US-Außenministerin Condoleezza Rice hat klar gemacht, es sei „Zeit für die Diplomatie“. Sie stellte dem Iran die Lieferung von Flugzeugersatzteilen sowie den Beitritt zur Welthandelsorganisation WTO in Aussicht, falls Teheran auf sein Nuklearprogramm verzichte. Im Gegenzug haben die Europäer ihre Bereitschaft signalisiert, den Fall Iran an den Sicherheitsrat der Vereinten Nationen zu überweisen, der Sanktionen verhängen und mit militärischem Eingreifen drohen kann, falls der Iran nicht in verifizierbarer Weise auf die nukleare Anreicherung verzichtet.

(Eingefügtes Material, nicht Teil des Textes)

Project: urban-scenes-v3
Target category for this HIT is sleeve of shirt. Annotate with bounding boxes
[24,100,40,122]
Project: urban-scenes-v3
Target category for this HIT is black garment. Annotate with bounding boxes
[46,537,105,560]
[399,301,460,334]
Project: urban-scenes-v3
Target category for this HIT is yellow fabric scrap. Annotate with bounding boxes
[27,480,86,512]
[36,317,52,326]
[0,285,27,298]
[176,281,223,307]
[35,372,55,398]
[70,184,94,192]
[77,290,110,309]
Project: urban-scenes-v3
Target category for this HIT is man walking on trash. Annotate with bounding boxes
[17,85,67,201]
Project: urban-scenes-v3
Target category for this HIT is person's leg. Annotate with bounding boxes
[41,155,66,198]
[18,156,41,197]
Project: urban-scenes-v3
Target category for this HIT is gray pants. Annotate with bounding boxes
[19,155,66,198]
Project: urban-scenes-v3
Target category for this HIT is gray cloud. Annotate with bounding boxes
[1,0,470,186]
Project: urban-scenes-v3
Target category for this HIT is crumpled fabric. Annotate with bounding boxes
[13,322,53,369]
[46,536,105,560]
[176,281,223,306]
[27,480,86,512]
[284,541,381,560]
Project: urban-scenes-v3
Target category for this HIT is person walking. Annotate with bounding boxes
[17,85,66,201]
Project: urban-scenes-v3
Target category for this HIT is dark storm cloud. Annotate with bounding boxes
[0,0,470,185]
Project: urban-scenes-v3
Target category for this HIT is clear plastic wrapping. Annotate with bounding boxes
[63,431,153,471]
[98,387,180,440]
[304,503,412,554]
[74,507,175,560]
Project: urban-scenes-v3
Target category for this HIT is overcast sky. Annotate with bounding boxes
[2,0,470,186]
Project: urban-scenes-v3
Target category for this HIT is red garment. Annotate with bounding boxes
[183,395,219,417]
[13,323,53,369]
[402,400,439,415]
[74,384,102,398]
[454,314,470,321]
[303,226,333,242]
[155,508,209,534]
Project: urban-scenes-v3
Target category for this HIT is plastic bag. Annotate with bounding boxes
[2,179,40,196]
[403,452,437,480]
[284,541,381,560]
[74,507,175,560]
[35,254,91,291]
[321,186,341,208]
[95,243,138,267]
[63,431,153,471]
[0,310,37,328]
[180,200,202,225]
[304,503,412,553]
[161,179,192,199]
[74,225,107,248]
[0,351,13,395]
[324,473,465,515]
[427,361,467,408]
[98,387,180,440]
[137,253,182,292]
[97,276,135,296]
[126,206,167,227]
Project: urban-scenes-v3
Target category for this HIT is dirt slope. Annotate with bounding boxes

Gemeinsam erklären die USA und Europa nun: Man ziehe am gleichen Strick, Teheran sei am Zug. Doch ist dem wirklich so? Solange verhandelt wird, lautet die Antwort „ja“, denn aus europäischer Sicht ist eine diplomatische Lösung ohne Alternative.

Für die Position Washingtons gibt es auch eine andere Lesart: Da Israelis und Palästinenser verhandeln, gibt es derzeit für die USA keine vertretbare militärische Option. Würden die iranischen Nuklearanlagen bombardiert, so käme das einer Bombardierung der israelisch-palästinensischen Verhandlungen gleich. Dies würde auch andere Fortschritte wie den syrischen Truppenabzug aus dem Libanon gefährden.

Washington braucht eine Atempause. Gerade deshalb ist es interessant, dass das Lock-Angebot von Rice an Teheran Leerstellen aufweist: Es beinhaltet keine Offerte einer Sicherheitsgarantie für den Iran. Damit greift es aus iranischer Sicht letztlich zu kurz. Ob nun Teheran oder Washington angesichts langwieriger Verhandlungen die Geduld ausgeht – Washington kann jederzeit wieder zu einem konfrontativeren Kurs wechseln und von den Europäern verlangen, dass sie der Überweisung des Falls an den Sicherheitsrat zustimmen. Offen bleibt also, ob Washington Europa derzeit nur umarmt, um ihm später ein Lösen aus der freundschaftlichen Umklammerung zu erschweren.


EU will internationale Organisationen gestärkt sehen

Das zweite Beispiel: Die Europäische Union misst einem effizienten Multilateralismus zentrale Bedeutung zu. Internationale Organisationen wie die UN sollen gestärkt werden. Sie sollen tun können, was sie tun müssen:

  • Weltordnung gestalten.
  • Die Einhaltung internationaler Rechtsregime garantieren.
  • Krisen auf möglichst friedliche Art und Weise bewältigen.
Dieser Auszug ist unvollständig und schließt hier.